Privacy Matters: In the age of the selfie, and large, very public donations to cultural institutions, who are these strange people who give anonymously?
“Some people just have a joy in helping people,” said Buff Kavelman, the president of Kavelman Group Philanthropic Advisors. They have no need for recognition in the small print of a program or in embossed lettering on a museum wing.
Many of them may be channeling Maimonides, the 12th-century Jewish philosopher and scholar who ranked anonymous giving as one of the higher levels of charity.
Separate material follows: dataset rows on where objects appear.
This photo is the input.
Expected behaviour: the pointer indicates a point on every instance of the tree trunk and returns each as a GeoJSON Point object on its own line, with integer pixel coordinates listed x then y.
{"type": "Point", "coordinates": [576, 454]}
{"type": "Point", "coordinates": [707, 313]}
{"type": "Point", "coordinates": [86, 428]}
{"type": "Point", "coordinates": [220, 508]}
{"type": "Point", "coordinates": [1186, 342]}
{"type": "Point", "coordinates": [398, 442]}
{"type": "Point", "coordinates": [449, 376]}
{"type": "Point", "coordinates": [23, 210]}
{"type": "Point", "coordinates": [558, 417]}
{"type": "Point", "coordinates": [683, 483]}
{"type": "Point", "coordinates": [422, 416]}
Such spiritual concerns do not motivate many people though. So far in 2015, according to The Chronicle of Philanthropy’s calculations, nine of the top 100 gifts from donors in America have been anonymous, a ratio that has remained relatively unchanged over the past decade.
And sometimes a more mundane motive is at work: a desire to be left alone.
"There are just people out there who are very private about their giving,” said Julia C. Levy, executive director of the Roundabout Theater. “They’re just adverse to the notoriety that goes with giving publicly.”
Once word of a donation gets out within the cloistered and clubby nonprofit cultural world, a gold rush of sorts can ensue, as organizations try to mine the same source. “Because we all troll everybody else’s list,” Ms. Levy said with a laugh.
That feeling of being a charitable target, pursued by friends, or by people pretending to be friends, can be off-putting for some donors.
“Making an anonymous gift helps to prevent that, to a certain extent,” Ms. Kavelman said.